In this post, you’ll learn how to extract passages from your content based on how closely related they are to queries you input. You can use this as a simple way to begin optimizing your content for SEO and GEO.
Tools and data you will need
- Google Colab (or Python)
- Google Drive
- A list of pages you want to chunk, embed, and analyze; we’ll use a sitemap
- Your grounding queries
Setup
Installation
Create a new notebook in Google Colab. I also recommend creating a few text blocks with headings, so you can segment the code blocks and hide any unnecessary ones, like the installation block after you complete the process.

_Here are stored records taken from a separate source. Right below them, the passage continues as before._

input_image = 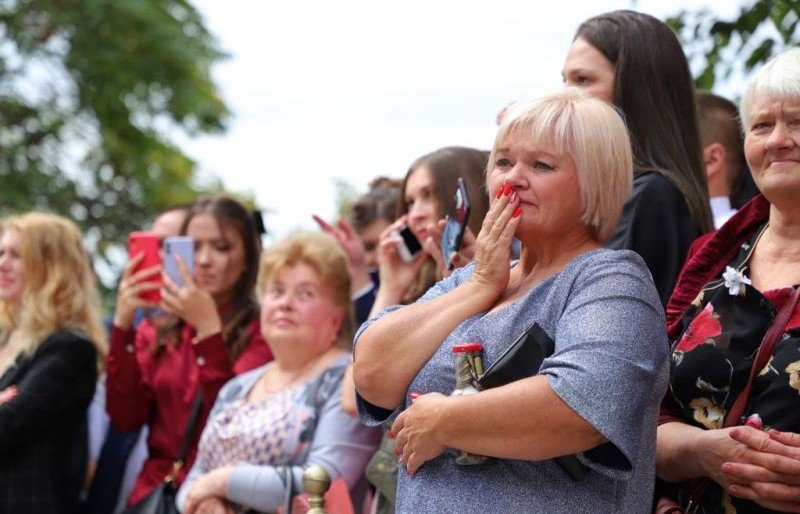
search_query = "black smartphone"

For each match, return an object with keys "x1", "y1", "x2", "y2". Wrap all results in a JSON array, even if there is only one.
[
  {"x1": 441, "y1": 177, "x2": 470, "y2": 270},
  {"x1": 395, "y1": 225, "x2": 422, "y2": 262}
]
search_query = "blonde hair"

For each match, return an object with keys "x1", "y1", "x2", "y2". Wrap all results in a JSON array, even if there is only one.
[
  {"x1": 739, "y1": 46, "x2": 800, "y2": 128},
  {"x1": 488, "y1": 88, "x2": 633, "y2": 242},
  {"x1": 256, "y1": 232, "x2": 353, "y2": 348},
  {"x1": 0, "y1": 212, "x2": 107, "y2": 369}
]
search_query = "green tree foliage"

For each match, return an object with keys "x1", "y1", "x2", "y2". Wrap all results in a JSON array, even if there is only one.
[
  {"x1": 0, "y1": 0, "x2": 228, "y2": 280},
  {"x1": 667, "y1": 0, "x2": 800, "y2": 89}
]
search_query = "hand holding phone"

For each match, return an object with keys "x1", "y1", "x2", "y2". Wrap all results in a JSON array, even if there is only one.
[
  {"x1": 441, "y1": 177, "x2": 470, "y2": 270},
  {"x1": 128, "y1": 232, "x2": 161, "y2": 303},
  {"x1": 392, "y1": 224, "x2": 422, "y2": 262},
  {"x1": 164, "y1": 236, "x2": 194, "y2": 287}
]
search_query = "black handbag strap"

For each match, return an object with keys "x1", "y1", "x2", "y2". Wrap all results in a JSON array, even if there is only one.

In the first code block, install the following packages:
!pip install trafilatura langchain chromadb sentence-transformers langchain-text-splitters ultimate-sitemap-parser
Mounting the drive and import necessary functions
In the second code block, we’ll go ahead and mount your Google Drive and load in the database you created in my previous tutorial. For the sake of consistency, I’m guessing you’re doing this with the same site, so we’re keeping all of the data in the same ChromaDB instance.
Also, this code block includes a few extra package imports, because my notebook is set up in function-based segments, and I don’t want to import every single time I use a query to extract passages in another block below.
from google.colab import drive
import os
import pandas as pd
import chromadb
from chromadb.utils import embedding_functions
# 1. Mount Google Drive
drive.mount('/content/drive')
# 2. Define your local path (this folder will appear on your desktop via Google Drive sync)
DB_PATH = "/content/drive/My Drive/chroma_keywords_db"
os.makedirs(DB_PATH, exist_ok=True)
Chunking and vector embedding your sitemap
In the third code block, we’ll crawl a sitemap you provide to extract a list of URLs, then the main content of those URLs will be extracted, chunked, and vector embedded. Before you run the code below, make sure to make the following changes:
- Under URL_OR_SITEMAP, set it to be either your homepage, your sitemap index, or a specific sitemap.
- Under DB_PATH, set it to be the location of your ChromaDB.
A few notes:
- You can set the name of your ChromaDB collection by adjusting the name present in name=””.
- The chunking for this example exercise is set at 800 characters, meaning that segments of text will be pulled every 800 characters, with a 100 character overlap each time. You can set these in the chunk_size and chunk_overlap variables below.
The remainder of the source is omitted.